Dès le 2 août au soir je serai de retour à Paris. Ainsi, si vous voulez que nous nous voyions en août vous pourrez me le faire savoir. D’autre part, dès que je serai rentré à Paris je vous appellerai à Préfailles afin de vous donner mon numéro de fax.

Ces problèmes « techniques » réglés, je peux désormais vous entretenir de façon plus libre. J’ai en effet réfléchi à ce que vous m’avez dit lors de notre rencontre le lundi 5 juillet et de la « faiblesse » de votre étude qui résiderait dans la difficile articulation entre position et image.

Toute votre argumentation dès le début repose sur le projet de dissocier mémoire et imagination. Deux distinctions fondamentales apparaissent :

– une différence référentielle : la mémoire a pour objet « ce qui a été » quand l’imagination ne se réfère qu’à une fiction.

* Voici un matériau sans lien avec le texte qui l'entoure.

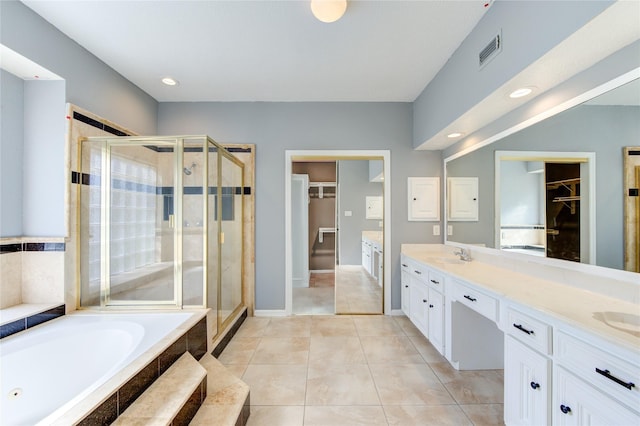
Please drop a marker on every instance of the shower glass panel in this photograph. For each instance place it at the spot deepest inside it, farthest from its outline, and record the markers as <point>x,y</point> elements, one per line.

– une différence dans le rapport au temps : la mémoire est du passé, elle s’inscrit dans la ligne du temps réel, vécu.

Or il me semble qu’au cœur de ce distinguo se dessine la pièce centrale de votre réflexion dont position et image sont les deux faces. La mémoire est du passé, mais elle est une image, une écriture de ce qui a été (eikon ou graphie) inscrite dans le temps.

La mémoire a donc pour objet une représentation « en situation » : cette représentation est position et image. En effet, lorsque je vois cet oiseau sur le bord du lac et que je tente de me souvenir de son nom, c’est d’abord que je le reconnais. J’apprécie la conformité de cette image à une représentation mentale d’un « déjà vu ». Et derrière cette représentation se trouve une écriture (ici le nom qui correspond à cette image) que je cherche. Ainsi par le rappel je traque les situations dans lesquelles j’ai vu cet oiseau, où l’on m’en a parlé… Le souvenir est donc toujours une représentation (eikon) et derrière celle-ci une image écrite (graphé) inscrite dans le temps vécu, sertie dans une ou des situations de la ligne du temps réel.

L’écho de votre pensée

Je ne sais si ces quelques lignes – non travaillées, juste esquissées – vous seront d’une quelconque utilité. Sans doute suis-je là loin de vos lectures de Husserl qui recèlent probablement les amorces de certaines réponses. Ne voyez cependant dans ces réflexions aucune présomption : je suis comme l’enfant fasciné à la sortie d’un concert ou d’une grande symphonie, qui martyrise son piano pour en sortir quelques notes ; à force de vous lire, de vous suivre dans l’analyse j’ai l’envie, l’enthousiasme de m’y risquer. Ces réflexions ne sont qu’une partie de toutes celles que votre travail suscite en moi ; aussi travaillé-je dans l’écho de votre pensée. Ce risque que je prends et la discussion que vous acceptez de lier avec moi – depuis notre première rencontre – sont le signe de l’ouverture et de la richesse de votre réflexion. Et je mesure pleinement celle-ci à l’aune des questions qu’elles font naître en moi. Chez vous, rien d’achevé, d’imposé. « Etre du bond » dirait Char. Je lis votre travail – que je sais et sens mûri, réfléchi – comme si arrivait entre mes mains un charbon chaud qu’il me faut porter à mon tour.

Je ne saurais assez vous remercier pour la confiance que vous m’avez témoignée en acceptant que je sois votre premier lecteur. Et je ne saurais assez vous dire la joie, le plaisir et l’enthousiasme que me procurent nos rencontres.

En espérant vous voir bientôt je vous prie de croire en mes sentiments les plus cordiaux.